Q: Why it is important to consider all forms of health when assessing women’s health? What considerations should we make for equity/justice in this evaluation of women’s overall health?
A: It is important to consider the biophychosocial differences experienced by women when evaluating potentially adverse health effects because these factors provide a more comprehensive view of sources of hazardous exposures, and they differ across the lifespan. During the different stages of women’s lifespan, adverse exposures can be more or less toxic. In addition, there are social and cultural characteristics that influence our exposures as well as our residential proximity to hazards. For example, consider that some personal care products used by women and girls contain phthalates, chemicals toxic to our endocrine system. A number of these hazardous personal care products have advertisements directed toward girls and women of color. Further, foods may differ by culture, leaving some women more or less exposed based on dietary factors. In addition, in some cultures, women may spend more time in the home and may have higher burden of exposure to indoor air quality factors like household cleaning products or cooking-related emissions. Environmental justice permeates all aspects of public health. Therefore, it is critical to keep equity and justice central in how we assess exposures across women’s lifespan.

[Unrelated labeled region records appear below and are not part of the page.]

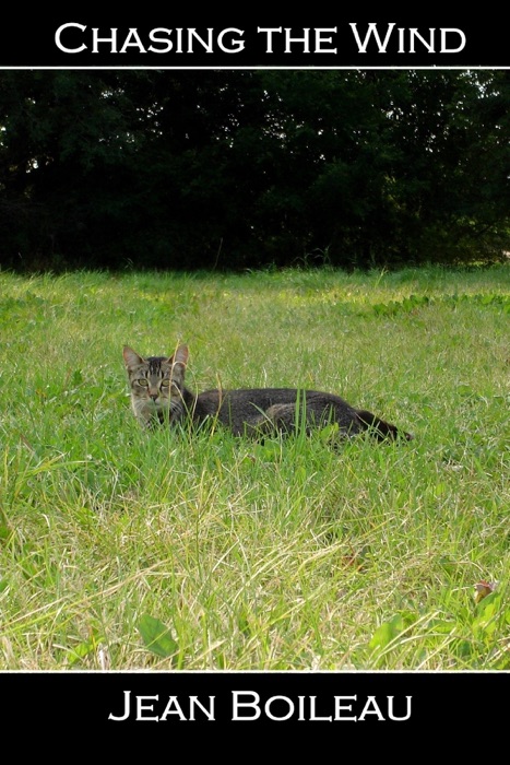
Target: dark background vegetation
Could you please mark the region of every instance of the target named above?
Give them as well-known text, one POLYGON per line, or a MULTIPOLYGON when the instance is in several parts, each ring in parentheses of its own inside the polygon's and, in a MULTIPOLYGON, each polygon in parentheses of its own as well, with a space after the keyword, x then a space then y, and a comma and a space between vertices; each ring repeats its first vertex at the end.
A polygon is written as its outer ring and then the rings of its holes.
POLYGON ((506 70, 5 70, 0 263, 245 269, 510 250, 506 70))

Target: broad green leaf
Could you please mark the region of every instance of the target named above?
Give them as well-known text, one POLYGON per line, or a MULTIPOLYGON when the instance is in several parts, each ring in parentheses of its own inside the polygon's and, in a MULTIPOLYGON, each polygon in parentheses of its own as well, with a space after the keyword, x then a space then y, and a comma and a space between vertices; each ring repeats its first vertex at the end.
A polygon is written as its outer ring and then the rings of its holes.
POLYGON ((372 635, 369 648, 386 648, 404 628, 404 620, 395 614, 389 622, 381 624, 372 635))
POLYGON ((178 650, 170 629, 158 619, 144 614, 138 628, 146 648, 153 654, 166 659, 178 650))

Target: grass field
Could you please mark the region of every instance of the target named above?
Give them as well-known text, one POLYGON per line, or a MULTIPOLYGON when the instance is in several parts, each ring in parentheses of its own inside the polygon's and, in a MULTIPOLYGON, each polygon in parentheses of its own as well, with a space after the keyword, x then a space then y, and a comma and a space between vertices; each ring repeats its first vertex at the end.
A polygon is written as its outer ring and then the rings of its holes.
POLYGON ((0 669, 510 669, 509 376, 505 266, 0 272, 0 669), (415 440, 144 433, 179 341, 415 440))

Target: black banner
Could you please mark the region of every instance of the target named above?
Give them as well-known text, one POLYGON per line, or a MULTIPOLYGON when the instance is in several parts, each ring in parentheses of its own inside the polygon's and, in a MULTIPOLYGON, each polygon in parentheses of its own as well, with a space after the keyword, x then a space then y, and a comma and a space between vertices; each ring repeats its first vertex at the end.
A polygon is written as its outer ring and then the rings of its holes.
POLYGON ((147 17, 88 5, 23 15, 14 8, 0 27, 0 68, 501 68, 509 64, 507 24, 497 15, 378 20, 340 10, 298 22, 295 11, 218 16, 162 7, 147 17))
POLYGON ((68 734, 83 731, 81 755, 92 752, 98 741, 116 746, 189 741, 210 746, 213 753, 237 734, 254 753, 264 743, 261 733, 295 743, 317 738, 321 745, 357 741, 365 754, 381 742, 422 741, 420 746, 427 746, 434 737, 444 755, 450 748, 459 754, 470 739, 474 744, 490 730, 505 730, 510 676, 507 672, 4 672, 0 683, 3 731, 29 721, 25 755, 32 746, 37 750, 56 726, 68 734))

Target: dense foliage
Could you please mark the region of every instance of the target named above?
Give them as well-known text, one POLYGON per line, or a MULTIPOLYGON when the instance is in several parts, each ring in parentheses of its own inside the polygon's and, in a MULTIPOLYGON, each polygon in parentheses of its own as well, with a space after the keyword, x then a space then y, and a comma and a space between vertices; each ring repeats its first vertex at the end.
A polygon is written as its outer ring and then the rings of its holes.
POLYGON ((3 266, 497 260, 508 71, 0 72, 3 266))

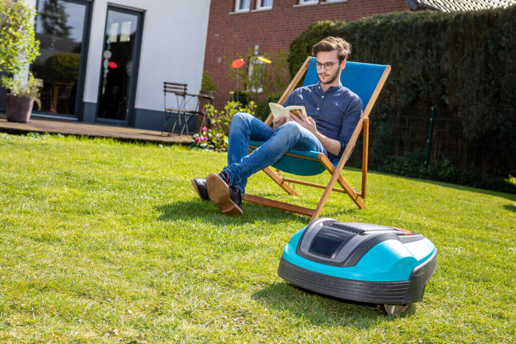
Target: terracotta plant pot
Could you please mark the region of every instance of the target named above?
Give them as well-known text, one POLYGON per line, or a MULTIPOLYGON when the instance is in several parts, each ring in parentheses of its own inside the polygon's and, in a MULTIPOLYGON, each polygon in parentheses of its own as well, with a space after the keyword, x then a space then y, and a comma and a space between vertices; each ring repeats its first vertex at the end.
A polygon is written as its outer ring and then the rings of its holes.
POLYGON ((24 95, 7 93, 5 99, 6 114, 10 122, 27 123, 29 121, 34 99, 24 95))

Q: What is the single most important thing for women to know about ways to limit their environmental exposures at home?
A: I am pleased that we were able to offer several strong recommendations in the chapter regarding women’s exposure to air, water, soil, personal care products, plastics, and equity and justice. Among these, what I think is most important for women to know is that there is a wealth of information available online to help inform and guide personal decision-making. For example, using EPA’s Air Quality Index will empower women to make informed decisions based on local air quality levels, and The Environmental Working Group hosts a webpage and app includes a large database that describes potential toxins in our cosmetic products. Through resources like these, knowledge can be transformed into health protection, and thus, power.